Our neighbours gave us a bottle of champagne and a list of useful things like bin collection, window cleaner etc,

I think if I'd got a full hamper inc menus, loo roll and hand soap I'd think it was a bit desperate and a bit much.

Keep it simple and you'll do fine.

Gottalovesummer · 17/04/2019 18:01

We usually buy a bottle of wine for any new neighbours, and drop it in a couple of days after they've moved in with just a quick hi, and a welcome to the road.

Always been gratefully received!

Livpool · 17/04/2019 18:01

I think that sounds lovely- all of it

Our new neighbour brought us a bottle of wine and I was super chuffed with that xx

MrsEricBana · 17/04/2019 18:01

"Hi, Welcome to the street, I'm Susan. Just in case you need a poo I brought you this!" 🧻🧻🧻

MrsEricBana · 17/04/2019 18:02

(Tea, bics and postie name perfect 😊)

ILoveMaxiBondi · 17/04/2019 18:04

Hi, Welcome to the street, I'm Susan. Just in case you need a poo I brought you this!"

😂😂😂

Why would they need to know the postman’s name? Confused he comes to them! Right to their door. They won’t need to go and hunt him down.
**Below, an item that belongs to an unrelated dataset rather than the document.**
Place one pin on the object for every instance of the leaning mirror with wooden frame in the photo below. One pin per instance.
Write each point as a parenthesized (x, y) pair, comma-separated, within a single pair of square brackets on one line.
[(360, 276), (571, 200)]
MightyAtlantic · 17/04/2019 18:05

I would absolutely hate this. Just say hello and be friendly when you happen to bump into them, there's no need to leave them anything. They might have dietary restrictions or food allergies for a start.

Bluntness100 · 17/04/2019 18:07

I also wouldn't go round on moving in day op, it's the last thing anyone wants, they will be busy, so you need to give it a day or two.

Also by then they won't need tea and coffee and toilet paper.

So useful info and a bottle of wine or something would probably go down way better.

Claw01 · 17/04/2019 18:07

MrsEric Grin

The key to cellar is in the basket. You can lower the lotion in the basket to the last neighbours! Grin

Inadvertentlybrilliant · 17/04/2019 18:09

The home I am selling is unoccupied and we have refurbished it throughout. There is a pack of loo roll there which we will leave but I wouldn't actually put one in a hamper.

SenecaFalls · 17/04/2019 18:16

It's usual to do this sort of thing in the U.S. South where I live. Baked goods often play a large role.